Despite these measures, some investors still leave FINRA empty handed. In 2013, of 539 investor arbitration cases with awarded damages, 75 awards were not paid, leaving a total of $62.1 million damages missing in action for investors. Of those 75 awards, 51 awards were against firms or associated persons no longer registered in the securities industry. To help remedy these concerns, FINRA considered, in 2014, imposing an insurance requirement for the payment of awards. The task force discussed reconsideration of the insurance requirement, but reached no consensus.

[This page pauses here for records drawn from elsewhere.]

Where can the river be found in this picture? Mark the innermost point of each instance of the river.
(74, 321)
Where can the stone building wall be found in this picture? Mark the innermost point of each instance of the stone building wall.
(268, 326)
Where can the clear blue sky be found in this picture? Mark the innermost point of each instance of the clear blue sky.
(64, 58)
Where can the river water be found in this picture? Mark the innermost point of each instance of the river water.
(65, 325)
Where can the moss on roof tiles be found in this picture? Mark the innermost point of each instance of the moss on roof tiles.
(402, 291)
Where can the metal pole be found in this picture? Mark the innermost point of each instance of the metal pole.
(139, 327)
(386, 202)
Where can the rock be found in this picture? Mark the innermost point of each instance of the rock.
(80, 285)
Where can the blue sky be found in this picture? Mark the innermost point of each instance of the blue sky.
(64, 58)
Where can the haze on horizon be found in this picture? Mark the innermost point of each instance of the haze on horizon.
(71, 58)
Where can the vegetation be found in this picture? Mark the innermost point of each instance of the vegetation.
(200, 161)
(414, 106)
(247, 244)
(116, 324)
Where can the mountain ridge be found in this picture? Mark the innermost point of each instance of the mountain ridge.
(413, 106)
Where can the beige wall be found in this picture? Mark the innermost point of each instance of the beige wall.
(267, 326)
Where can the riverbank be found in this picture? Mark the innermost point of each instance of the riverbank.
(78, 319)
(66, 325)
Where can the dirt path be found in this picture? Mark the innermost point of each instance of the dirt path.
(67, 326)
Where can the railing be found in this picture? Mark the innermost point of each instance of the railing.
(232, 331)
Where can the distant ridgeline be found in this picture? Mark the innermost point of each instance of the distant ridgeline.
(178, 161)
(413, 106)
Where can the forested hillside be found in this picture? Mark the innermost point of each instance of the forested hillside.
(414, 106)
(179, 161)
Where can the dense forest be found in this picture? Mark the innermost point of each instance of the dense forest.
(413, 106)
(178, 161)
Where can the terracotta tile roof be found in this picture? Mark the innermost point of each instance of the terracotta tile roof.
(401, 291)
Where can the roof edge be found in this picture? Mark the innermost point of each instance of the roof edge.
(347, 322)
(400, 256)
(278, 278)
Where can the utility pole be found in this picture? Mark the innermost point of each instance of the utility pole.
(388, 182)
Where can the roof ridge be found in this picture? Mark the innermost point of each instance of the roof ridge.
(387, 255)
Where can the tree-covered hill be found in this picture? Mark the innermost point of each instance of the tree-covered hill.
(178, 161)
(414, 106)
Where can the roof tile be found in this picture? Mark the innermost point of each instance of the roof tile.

  1. Frivolous Motions to Vacate

FINRA Rule 12904(j) provides: “all monetary awards shall be paid within 30 days of receipt unless a motion to vacate has been filed with a court of competent jurisdiction.” A motion to vacate allows the party responsible for paying the award to challenge the award in court. A court will grant a motion to vacate (or overturn) the award on limited grounds. For more information, visit FINRA’s website.

Although the task force heard concerns about securities firms filing excessive and baseless motions to vacate, the task force found no evidence of this misconduct. The task force only recommended that FINRA continue to monitor filed motions to vacate, especially those motions to vacate explained decisions.

  1. Requiring Arbitrators to Apply the Law

FINRA’s long standing position is that the FINRA forum is equitable and therefore arbitrators cannot be restricted by the written law in reaching arbitration decisions. However, the idea that arbitrators do not have to apply the law does not sit well with other organizations. The task force heard comments from the North American Securities Administrators Association (NASAA) that arbitrators should be required to base their arbitration awards on the strict application of applicable state and federal laws.

The task force could not reach consensus on whether arbitrators had to strictly apply the law and subsequently made no recommendation. The FINRA position still applies.

  1. Proposed FINRA-DR Merger

In October 2015, the Federal Register published a notice of filing of a proposed rule change to merge FINRA Dispute Resolution, Inc. into FINRA Regulation, Inc. In 1999, the FINRA dispute resolution program was moved into a separate entity in order to ensure its independence and credibility. The task force heard concerns that if the dispute resolution program once again became part of FINRA Regulation, Inc., its independence, as well as investor perception of the neutrality of FINRA’s forum, would be jeopardized. The task force did not make a recommendation on the proposed merger due to time concerns and an inability to fully analyze the issue and its implications. On December 22, 2015, the proposed merger was approved. FINRA believes that the merger will reduce administrative costs but will not impact the services and benefits the dispute resolution provides.

Again, this blog series is a summary of the FINRA Dispute Resolution Task Force report. It highlights the task force’s recommendations as well as those areas that received no recommendations, but are still of great importance to ensuring the transparency, impartiality, and efficiency of FINRA’s forum. The full report is available online.